客人をもてなせる程度のものは揃っている。ティーセットを用意し、すぐにお茶を淹れ、姫様とノア様にお出しする。
「おや……これは美味しい。君が淹れたのですか?」
「ええ。レイラ姉……レイラ様に色々と仕込まれましたので」
「なるほど、『水』のレイラ様に。人間界でも多くのファンを持つ魔界のアイドル直々にお茶淹れを教わったとは驚きですね。この味も納得というもの。フフッ……毎日でも飲んでみたいものです。ますます君が欲しくなりましたよ」
「あのね、わたしの前でリオンを口説かないでくれる? 魔界の果てまでぶっ飛ばすわよ」
「それは恐ろしい。いえ、魔界の果てというのも興味はありますがね?」
姫様と互角……いや、翻弄するとはさすがは『島主』といったところだろうか。ノア様も伊達に人間界で王族をやっていないということだろうか。

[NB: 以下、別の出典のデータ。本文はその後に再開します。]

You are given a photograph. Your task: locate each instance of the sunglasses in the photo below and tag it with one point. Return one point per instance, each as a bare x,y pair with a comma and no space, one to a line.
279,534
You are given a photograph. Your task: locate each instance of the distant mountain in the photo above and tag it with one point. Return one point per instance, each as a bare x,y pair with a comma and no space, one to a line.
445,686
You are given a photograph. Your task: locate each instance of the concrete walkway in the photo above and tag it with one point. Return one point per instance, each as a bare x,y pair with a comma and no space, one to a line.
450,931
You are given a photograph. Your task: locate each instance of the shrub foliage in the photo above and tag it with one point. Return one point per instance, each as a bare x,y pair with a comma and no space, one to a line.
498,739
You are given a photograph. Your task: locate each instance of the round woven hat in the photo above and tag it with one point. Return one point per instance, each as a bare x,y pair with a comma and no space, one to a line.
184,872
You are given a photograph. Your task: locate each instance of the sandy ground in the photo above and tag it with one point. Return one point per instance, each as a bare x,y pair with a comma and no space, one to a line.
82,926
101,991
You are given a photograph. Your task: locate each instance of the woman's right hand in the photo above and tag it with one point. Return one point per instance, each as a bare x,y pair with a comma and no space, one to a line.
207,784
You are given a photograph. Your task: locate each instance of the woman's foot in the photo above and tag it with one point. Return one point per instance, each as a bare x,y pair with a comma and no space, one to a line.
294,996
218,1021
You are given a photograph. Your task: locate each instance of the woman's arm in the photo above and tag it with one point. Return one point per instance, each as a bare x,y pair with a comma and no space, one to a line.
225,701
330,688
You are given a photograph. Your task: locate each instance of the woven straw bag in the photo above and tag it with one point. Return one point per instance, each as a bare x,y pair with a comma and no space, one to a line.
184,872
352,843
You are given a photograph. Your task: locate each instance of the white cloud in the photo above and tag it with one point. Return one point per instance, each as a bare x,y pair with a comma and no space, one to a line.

「えーっと……ひとまず、ノア様。本題に入りませんか?」
「そうですね。君のスカウトはひとまず置いておくとして、そろそろ本題に入りましょう。とはいっても、君たちには既に巻き込まれていましたが」
「……さっきのアレね。妖精界のお姫様と、獣人界の王子様。随分と仲が悪かったけれど、何があったの?」
「ちょうど二年ほど前ですかね。最初は小さな、妖精族の生徒と獣人族の生徒の諍いがきっかけでした。喧嘩ぐらいなら学び舎という場所ではよくあることです。しかし、どういうわけか小競り合いは数と規模が増加し、しだいに二つの種族の生徒たちは互いを敵視するようになりました。集団的な敵対。その『頭』として祭り上げられたのが……」
「あの二人ってワケね」
「ええ。二年生時点で、既にあの二人を中心とした集団と化していました。更に一年経ち、三年生となる今になっても事態は収拾されるどころか悪化の一途をたどっています。手が足りないと感じた私は、魔界側に助けを求めたのです。ちょうど魔界の姫君が『島主』となる時期と重なっていましたしね」
ここまではだいたい俺たちが事前に資料で確認していたことだ。
ただ、問題は。
「わたし達も一応、妖精族と獣人族の学生を和解させるのが任務よ。協力はするわ。でも、正直なーんにも策はないのよ。実際に巻き込まれてみて分かったけど、思ってたよりも深刻だったしね。まずは具体的な方針を立ててみるのが先決だと思うわ。たとえば、そう……和解するためのきっかけのようなものを探すとか――――」
「ご安心を。方針ならば既に立ててあります。ええ、ちゃんときっかけになるようなものでもあります」
ニコリとした笑みを浮かべるノア様。姫様は胡散臭いとでも言わんばかりの表情だ。
「この『楽園島』の魔法学院には、『四葉の塔』というものがあるのはご存じですか?」
「ああ、それなら既に資料で拝見しています。四大種族の和平の象徴として建てられたものですよね。レイラ様がデザインして、建設にはアレク様が中心となっていたと聞いています」
「博識ですね。その塔ですが、一年前から閉鎖しているのです。理由としては、全部で四つある鍵が揃っていないからです」
ノア様の話を聞いて、姫様はハッと何かに気づいた。
「鍵は『島主』が保管するもの……つまり、あの二人も?」
「ええ。人間界側の鍵は私が。魔界側の鍵は貴方が。そして、ローラとデレク。二人が残りの鍵を持っています」
「ようはあの二人から鍵をもらって、『四葉の塔』を開けろってことね?」
「そういうことになります。ちょうど一ヶ月後には島をあげての和平記念のお祭りが行われます。そのタイミングに合わせて塔を解放することが出来ればベストですね。仲直りのきっかけとしてはピッタリでしょう」
やけに具体的な方針と策が飛び出してきて正直、俺と姫様も驚いている。
この島に来るまでは、手探りで進めていかなければならないと考えていたからなぁ。
「ですので、貴方たちにお願いしたいのはローラとデレクに認められ、鍵を譲渡してもらうことです。私は祭りの準備があるので、そっちの方で忙しくなりますから。それに、新入生という新しい風が何かを起こしてくれるのではないかと、期待もしているのですよ」
ニコニコとした笑顔でプレッシャーをかけてくるなぁ、この人。
姫様を乗せるにはとても良い手だと言わざるを得ないが。
「いいでしょう。そこまで具体的な方針を立ててくれているのだから、文句ないわ。あとはこっちで動くし。……望むところよ」
「頼もしいですね。ああ、手段に関してはそちらにお任せしますよ。どうぞ、やりたいようにやってください」
「あら。それじゃあ、遠慮なくさせてもらうわ」
互いに笑いあう『島主』二人。俺としては、明日からの学院生活に不安を募らせずにはいられなかった。